Godly Masculinity – Husband of One Wife

It is a trustworthy statement: if any man aspires to the office of overseer, it is a fine work he desires to doAn overseer, then, must be above reproach, the husband of one wife, temperate, prudent, respectable, hospitable, able to teach, not addicted to wine or pugnacious, but gentle, peaceable, free from the love of money. He must be one who manages his own household well, keeping his children under control with all dignity (but if a man does not know how to manage his own household, how will he take care of the church of God?), and not a new convert, so that he will not become conceited and fall into the condemnation incurred by the devil. And he must have a good reputation with those outside the church, so that he will not fall into reproach and the snare of the devil. 1 Timothy 3:1-7

As we continue this study of Godly masculinity we come to the quality of husband of one wife. Today’s society has gotten away from a committed marriage. We live in a world where infidelity is common. We have websites such as Ashley Madison that promote affairs. We have easy access to porn sites. There are divorce attorneys on every corner. In fact divorce attorneys are more prominent than marriage counselors. Godly masculinity is when we as men stay faithful to our wives and live up to the commitment we make to our wives.

The following is from a paper I wrote on Ephesians 5:22-33. Men we need to love our wives like Christ loves his church. In verses twenty-five through thirty Paul gives the husband instruction. He tells the husbands that they should do four things when it comes to their wives. Husbands should love their wives, sacrifice for their wives, help them become pure, and care for their wives unconditionally. By the husband treating a marriage like this, one can see that husbands are not to rule their wives, but be equally the same in the relationship.

In verses twenty-two to twenty-four wives are urged to submit to their husband because the husband is the head of the house. This is based on Christ being the head of the church. Paul starts his instruction to the husband by urging the husband to love his wife just as Christ loves the church.[1] This love is a sacrificial love. This was not something that was commonly seen in marriages that were based on property and contractual agreements. The rise in divorce rate was also an indication that sacrificial love was not prominent in marriage. Paul was exhorting the husbands to sacrificially love their wives and be less self-centered.

When looking at the household code that Paul was advocating we see that the husband was in a position of authority that is not seen outside of Christ.[2] It is an honor to be labeled as the head of the household. This position is one that the servant waits on. This was very common especially among the families that were able to afford servants. In the household of God it was the exact opposite. The head is the one that sacrifices. Again this goes against cultural norms and was a different way of thinking.[3]

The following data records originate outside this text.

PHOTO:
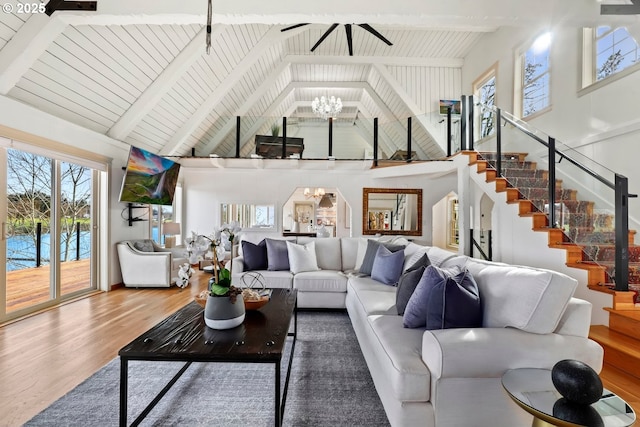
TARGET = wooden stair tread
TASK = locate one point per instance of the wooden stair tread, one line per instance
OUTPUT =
(612, 339)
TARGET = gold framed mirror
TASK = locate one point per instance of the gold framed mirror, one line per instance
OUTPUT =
(396, 211)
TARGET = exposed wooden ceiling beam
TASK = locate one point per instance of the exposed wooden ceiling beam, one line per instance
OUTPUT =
(416, 111)
(25, 47)
(162, 84)
(369, 60)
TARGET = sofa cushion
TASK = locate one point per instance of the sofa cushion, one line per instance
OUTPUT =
(349, 252)
(370, 254)
(401, 356)
(387, 266)
(254, 255)
(438, 256)
(143, 245)
(406, 285)
(530, 299)
(328, 252)
(320, 281)
(277, 255)
(454, 303)
(302, 257)
(373, 297)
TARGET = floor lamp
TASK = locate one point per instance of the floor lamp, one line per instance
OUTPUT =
(170, 230)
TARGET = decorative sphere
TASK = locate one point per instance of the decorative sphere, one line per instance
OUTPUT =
(576, 413)
(576, 381)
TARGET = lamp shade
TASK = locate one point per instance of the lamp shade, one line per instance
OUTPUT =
(171, 228)
(325, 202)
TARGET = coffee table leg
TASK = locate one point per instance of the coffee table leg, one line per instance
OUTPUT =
(124, 376)
(277, 402)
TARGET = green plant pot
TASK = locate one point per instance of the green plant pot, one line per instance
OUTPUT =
(220, 313)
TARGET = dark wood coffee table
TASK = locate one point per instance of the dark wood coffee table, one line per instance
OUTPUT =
(183, 337)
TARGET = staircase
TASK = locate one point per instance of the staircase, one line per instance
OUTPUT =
(587, 236)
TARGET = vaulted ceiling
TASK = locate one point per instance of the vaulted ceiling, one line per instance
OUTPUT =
(138, 72)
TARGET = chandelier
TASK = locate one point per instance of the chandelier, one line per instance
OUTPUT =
(326, 108)
(317, 193)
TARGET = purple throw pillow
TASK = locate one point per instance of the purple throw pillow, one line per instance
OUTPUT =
(277, 255)
(387, 266)
(254, 256)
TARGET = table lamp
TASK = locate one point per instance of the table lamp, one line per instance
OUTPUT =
(170, 229)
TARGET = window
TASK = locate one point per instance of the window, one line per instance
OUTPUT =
(484, 90)
(536, 76)
(614, 50)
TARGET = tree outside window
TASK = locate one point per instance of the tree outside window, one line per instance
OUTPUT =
(614, 51)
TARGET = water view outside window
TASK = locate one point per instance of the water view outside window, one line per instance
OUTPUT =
(536, 76)
(615, 50)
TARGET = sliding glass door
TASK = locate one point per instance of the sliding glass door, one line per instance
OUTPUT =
(48, 231)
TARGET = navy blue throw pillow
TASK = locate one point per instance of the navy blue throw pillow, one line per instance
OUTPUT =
(454, 303)
(254, 256)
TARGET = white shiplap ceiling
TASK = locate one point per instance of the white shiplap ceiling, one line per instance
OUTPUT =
(138, 71)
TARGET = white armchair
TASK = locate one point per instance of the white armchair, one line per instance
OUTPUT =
(145, 264)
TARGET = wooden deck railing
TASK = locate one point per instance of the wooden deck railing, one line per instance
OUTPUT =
(31, 286)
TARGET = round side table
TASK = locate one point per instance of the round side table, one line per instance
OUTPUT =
(533, 391)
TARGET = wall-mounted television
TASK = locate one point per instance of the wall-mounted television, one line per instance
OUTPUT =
(453, 103)
(149, 178)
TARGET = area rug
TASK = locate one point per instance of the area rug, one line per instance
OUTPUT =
(330, 386)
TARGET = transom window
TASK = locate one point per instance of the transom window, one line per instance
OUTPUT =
(536, 76)
(614, 50)
(484, 90)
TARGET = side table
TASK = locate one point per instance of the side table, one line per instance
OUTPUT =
(533, 391)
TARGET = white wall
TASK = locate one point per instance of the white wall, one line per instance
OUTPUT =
(205, 188)
(601, 123)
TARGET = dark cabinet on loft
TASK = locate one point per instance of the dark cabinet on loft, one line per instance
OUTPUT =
(270, 147)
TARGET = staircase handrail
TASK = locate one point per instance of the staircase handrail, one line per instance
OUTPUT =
(620, 187)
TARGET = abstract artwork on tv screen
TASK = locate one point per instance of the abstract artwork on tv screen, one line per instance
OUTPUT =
(149, 178)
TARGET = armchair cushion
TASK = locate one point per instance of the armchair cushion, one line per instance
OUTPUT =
(144, 245)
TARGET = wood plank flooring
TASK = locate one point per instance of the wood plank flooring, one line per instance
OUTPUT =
(30, 286)
(44, 356)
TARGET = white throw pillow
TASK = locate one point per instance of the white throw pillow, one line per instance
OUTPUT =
(302, 257)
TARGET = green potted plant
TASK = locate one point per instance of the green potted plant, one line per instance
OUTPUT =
(224, 308)
(275, 129)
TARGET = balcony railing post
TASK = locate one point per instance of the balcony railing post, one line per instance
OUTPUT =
(78, 241)
(622, 233)
(330, 136)
(408, 139)
(375, 141)
(449, 141)
(463, 122)
(499, 143)
(552, 182)
(38, 243)
(470, 121)
(284, 137)
(237, 137)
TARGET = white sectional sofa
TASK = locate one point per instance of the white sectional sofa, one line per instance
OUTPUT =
(448, 377)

The sacrificial love that Christ has for the church is the same love that husbands are to have for their wives. Husbands must be willing to continually make sacrifices for their brides. The husband should ask what is best for his wife. When a husband can answer that question and is willing to do what is best for his wife, he then can say he sacrificially loves her. Paul is calling for mutual submission in a marriage and this is how the husband fulfills his part.

In order for mutual submission to work the husband must be willing to forgo his position as the patriarch and become a servant leader.[4] He must not rule over his wife but lead her through sacrificial love and servitude. This must be in all aspects of the relationship. The wife must also honor her husband in everything she does. The wife must be willing to give her husband everything that he needs such as a feeling of support.

Christ’s sacrificial love for the church included His plan to sanctify her in order to present her without wrinkles and blemish. A husband is not going to be able to sanctify his wife in the way Christ will do with His bride. A husband should however do all that is within his powers to help his wife feel beautiful both on the inside and the outside. The husband must also do what he can to keep impurities out of the marriage. In order to do this the husband has to keep a pure heart and pure mind. He cannot allow impure items to enter the marriage and if it does he must take action to bring the focus back on purity. Just as women are to help men accomplish God’s will, husbands are to help their wives stay pure.

Paul says that husbands must love their wives as their own bodies and that if he loves his wife he loves himself. Paul is showing that there is a unity involved when two souls come together in marriage. This unity is seen among Christ and the church. The church is told that the church is the body of Christ.[5] A union such as this creates one and for this reason when a husband loves his wife he loves his own body because she is a part of him.

When one loves their self they are going to take care of their body. Loving your body is not about being self-centered, it is about self-preservation.[6] This means that one is going to take care of their body spiritually and physically. It is human nature that one takes care of their self properly. Since a wife is a part of the husband, he should care for her out of love. The model for marriage comes from Christ and His church. Christ cares for the body and subsequently the husband must care for his wife.

 

[1] Merkle, Exegetical Guide to the Greek New Testament, 180.

[2] Gibson, “Ephesians 5:21-33,” 176.

[3] Gibson, “Ephesians 5:21-33,” 176.

[4] Curle, “Towards a Theology of Authority and Submission in Marriage,” 134.

[5] 1 Corinthians 12:27, NASB.

[6] Barton et al, Life Application Bible Commentary, 117.